As medidas destinadas a cobrir a perda de receita proveniente da CPMF precisam anular aquilo que o Banco Central chama de impulso fiscal . A frouxidão fiscal aumenta a renda privada. É por isso que os governos cortam impostos quando querem debelar um quadro recessivo. Se a sociedade optar pelo consumo e não pela poupança, a renda extra produz inflação. Um governo fiscalmente frágil anula o esforço para obtenção do grau de investimento. Isso pode prejudicar o aporte de dólares. Para combater a inflação em alta e o câmbio depreciado, o BC terá de se valer de uma política monetária mais firme.

O governo terá de cortar, em suas despesas, tudo o que não conseguir trazer de volta, via aumento de outros impostos, para compensar a perda da CPMF. Se não fizer isso, estará dando um incentivo adicional a uma expansão econômica já tida como preocupante pelo BC. Isso porque, em uma comparação numérica feita por Silveira, um corte de impostos de 0,7% do PIB irá levar a um aumento superior a isso no consumo total (consumo das famílias e investimentos das empresas). É de se esperar que o fim da CPMF acrescente à taxa de crescimento de 2008 algo ao redor de 1,2% , prevê o economista. Para um Copom zeloso de sua reputação monetária, tal impulso fiscal é uma afronta.

O cenário que combina impulso fiscal, adiamento do grau de investimento e eternização da crise de crédito americana já faz estragos. O dólar fechou sexta-feira cotado a R$ 1,7970, com valorização de 0,78%. Na semana acumulou alta de 2,04%. Na mão contrária, a Bovespa perdeu 4,87%. Os contratos de juros futuros devolveram, na sexta-feira, parte das exageradas altas sofridas na véspera, mas a curva futura mantém-se positivamente inclinada. Considerando-se os CDIs previstos para as próximas cinco viradas de ano, a taxa avança sucessivamente de 11,12% para 11,93%, 12,61%, 12,86% e 12,87%.

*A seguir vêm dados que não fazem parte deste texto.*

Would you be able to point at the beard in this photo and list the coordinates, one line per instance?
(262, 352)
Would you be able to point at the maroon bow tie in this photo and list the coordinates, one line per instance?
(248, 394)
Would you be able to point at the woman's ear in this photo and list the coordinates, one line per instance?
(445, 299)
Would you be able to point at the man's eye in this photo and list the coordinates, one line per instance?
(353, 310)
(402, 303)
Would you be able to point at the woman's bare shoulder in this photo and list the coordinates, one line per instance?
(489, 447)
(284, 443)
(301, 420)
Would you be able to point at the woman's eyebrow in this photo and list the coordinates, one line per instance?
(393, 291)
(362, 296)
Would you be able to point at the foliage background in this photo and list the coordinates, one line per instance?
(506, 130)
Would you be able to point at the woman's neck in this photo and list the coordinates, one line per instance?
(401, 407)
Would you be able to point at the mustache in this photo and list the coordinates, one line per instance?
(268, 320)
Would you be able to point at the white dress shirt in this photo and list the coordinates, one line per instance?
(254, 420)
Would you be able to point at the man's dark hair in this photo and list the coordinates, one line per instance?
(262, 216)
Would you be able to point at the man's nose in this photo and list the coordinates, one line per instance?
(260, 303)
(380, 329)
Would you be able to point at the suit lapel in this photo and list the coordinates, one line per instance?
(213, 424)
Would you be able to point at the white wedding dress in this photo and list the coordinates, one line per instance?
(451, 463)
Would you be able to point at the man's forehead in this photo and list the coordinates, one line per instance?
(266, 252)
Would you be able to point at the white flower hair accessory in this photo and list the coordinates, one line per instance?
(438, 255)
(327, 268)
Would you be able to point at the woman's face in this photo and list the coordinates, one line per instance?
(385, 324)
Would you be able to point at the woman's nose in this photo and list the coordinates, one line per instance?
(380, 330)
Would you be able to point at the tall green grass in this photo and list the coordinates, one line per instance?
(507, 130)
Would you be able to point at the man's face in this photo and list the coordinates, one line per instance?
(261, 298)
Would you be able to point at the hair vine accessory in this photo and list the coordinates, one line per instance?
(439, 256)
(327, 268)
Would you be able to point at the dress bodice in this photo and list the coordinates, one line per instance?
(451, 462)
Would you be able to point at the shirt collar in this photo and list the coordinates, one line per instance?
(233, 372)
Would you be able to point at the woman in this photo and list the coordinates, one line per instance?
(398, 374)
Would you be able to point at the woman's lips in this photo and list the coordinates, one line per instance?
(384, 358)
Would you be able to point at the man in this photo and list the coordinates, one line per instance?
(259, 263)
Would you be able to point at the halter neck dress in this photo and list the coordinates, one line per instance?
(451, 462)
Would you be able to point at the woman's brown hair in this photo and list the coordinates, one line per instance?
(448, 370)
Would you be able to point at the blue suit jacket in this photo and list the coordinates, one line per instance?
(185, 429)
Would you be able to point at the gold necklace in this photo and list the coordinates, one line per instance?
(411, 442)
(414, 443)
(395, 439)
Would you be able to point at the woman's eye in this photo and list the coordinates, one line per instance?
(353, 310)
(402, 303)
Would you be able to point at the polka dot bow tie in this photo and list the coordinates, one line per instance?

No Brasil, a agenda da semana está carregada de indicadores sobre inflação, o principal dos quais, o IPCA-15, será divulgado na quinta-feira. Será uma prévia do índice oficial de inflação do último mês do ano. A expectativa é de que suba de 0,23% para 0,55%. Nos EUA, além de novos dados sobre o crítico setor imobiliário, um índice de inflação muito observado pelo Fed será conhecido na sexta-feira. Trata-se do PCE, o índice dos gastos pessoais dos consumidores americanos. A previsão é de um núcleo em alta acomodada de 0,20%.